Museums with Marjo

The Frost Museum of Science and the Perez Art Museum share a parking garage and wonderful views of Miami harbor. On Marjo’s birthday, January 12, we visited both museums and learned new ways of looking at the world. Here we are at one of the oculi in the Frost Museum that allow contrasting aspects of the gigantic aquarium that extends from the first floor to the fourth. A hammerhead shark just happened to be cruising by. We saw exotic jellyfish up close. With many excited children, we stumbled our way through a mirror maze to find a fascinating exhibit, Numbers in Nature.

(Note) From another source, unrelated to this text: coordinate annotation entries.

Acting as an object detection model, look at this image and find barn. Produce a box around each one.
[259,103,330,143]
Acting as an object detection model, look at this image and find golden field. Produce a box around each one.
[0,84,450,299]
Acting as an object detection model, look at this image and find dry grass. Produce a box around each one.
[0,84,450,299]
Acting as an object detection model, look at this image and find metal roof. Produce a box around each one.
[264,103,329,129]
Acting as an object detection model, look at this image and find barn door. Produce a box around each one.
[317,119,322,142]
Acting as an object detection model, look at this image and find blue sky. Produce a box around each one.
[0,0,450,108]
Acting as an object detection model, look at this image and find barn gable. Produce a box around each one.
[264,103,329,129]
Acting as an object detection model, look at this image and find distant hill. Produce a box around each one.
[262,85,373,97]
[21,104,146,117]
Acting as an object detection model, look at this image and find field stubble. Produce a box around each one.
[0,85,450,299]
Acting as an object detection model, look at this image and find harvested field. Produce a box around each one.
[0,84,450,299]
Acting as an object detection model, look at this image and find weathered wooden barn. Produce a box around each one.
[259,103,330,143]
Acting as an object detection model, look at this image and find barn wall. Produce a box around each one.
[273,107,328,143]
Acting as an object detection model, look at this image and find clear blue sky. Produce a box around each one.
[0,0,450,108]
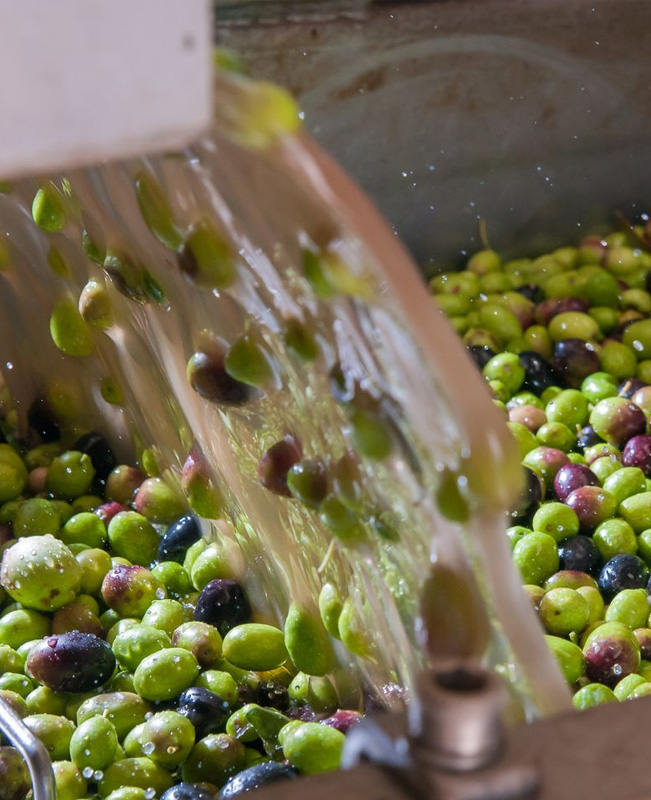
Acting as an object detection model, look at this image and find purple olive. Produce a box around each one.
[590,397,646,447]
[622,436,651,478]
[617,378,648,400]
[522,447,570,489]
[552,339,600,389]
[194,578,251,636]
[26,631,115,692]
[258,433,303,497]
[565,486,617,531]
[576,425,603,453]
[583,622,640,686]
[554,464,599,501]
[633,628,651,661]
[101,564,165,619]
[509,467,545,519]
[187,351,251,406]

First we reviewed the Golden Ratio, that I try to employ in my photography:

After comparing ourselves to Leonardo’s Vitruvian Man, we saw that Golden Ratios have important exceptions. If I had hands as large as Rachmaninoff’s, I might be able to play his music! And if I had Michael Phelps’ wingspan, I could swim a lot faster!

Next we learned about fractals. The branches of trees and the veins of their leaves were familiar examples, but fractal branching in clouds and human lungs? Hmmm.

The Symmetry displays showed how butterflies and beetles have managed to develop beautiful patterns, while maintaining individual beauty.

Examples of spirals were fascinating.

But the most amazing subject to us were Voronoi Patterns.

Glad I was wearing the honeycomb necklace David and Leslie gave me for my birthday–I felt right at home! Marjo looked up Voronoi and found that Georgy Voronoy was a Russian mathematician who died when he only forty. His son Yuri Voronoy performed the first human-to-human kidney transplant in 1933.

In the aviary on the top floor of the Frost Museum, we discovered a live Roseate Spoonbill you could almost pet. Marjo recalled that one of her son Colin’s first words was “roseate spoonbill.” She must have been reading to him from her zoology textbooks!

After a tasty lunch at the Frost, we walked cross a beautiful plaza to the Perez Art Museum Miami (PAAM). On the plaza we encountered work by an artist new to us, Teresita Fernández, recipient of a MacArthur genius grant in 2005 and many other honors. Born in Miami, she now lives in New York. We liked her lacy metal construction screening the downtown skyline. Inside the museum we would encounter more of her works.

The most exciting of Fernández‘s works was termed “Elemental.” It depicts a nation coming apart and a world aflame, just as Australia burns. This exhibit was exciting, beautiful, terrifying, and thought-provoking. I bought the catalog and need time to study it.

Wow! What a lot we crammed into three hours! After the hour-long trip home, we both took naps.

On Monday, the last day of Marjo’s visit, we spent another three hours at the Norton Museum of Art in West Palm Beach. At the entrance the building embraced an enormous century-old Banyan tree; Claes Oldenburg’s “Typewriter Eraser” sculpture perched above the endless shallow pool. Inside Dale Chihuly’s ceiling fascinated, as did the exhibit of Georgia O’Keeffe’s art, fashion and photographs. That exhibit is so extensive that it deserves its own blogpost. Stay tuned.

Marjo and I have been traveling together for more than six decades–in recent years to New York, to Michigan, and to the Near East.. It’s so wonderful to have a friend who loves to look and to learn. We love each other like sisters. We felt our mothers smiling down on us, somewhat envious of the good health and travel opportunities their daughters are enjoying.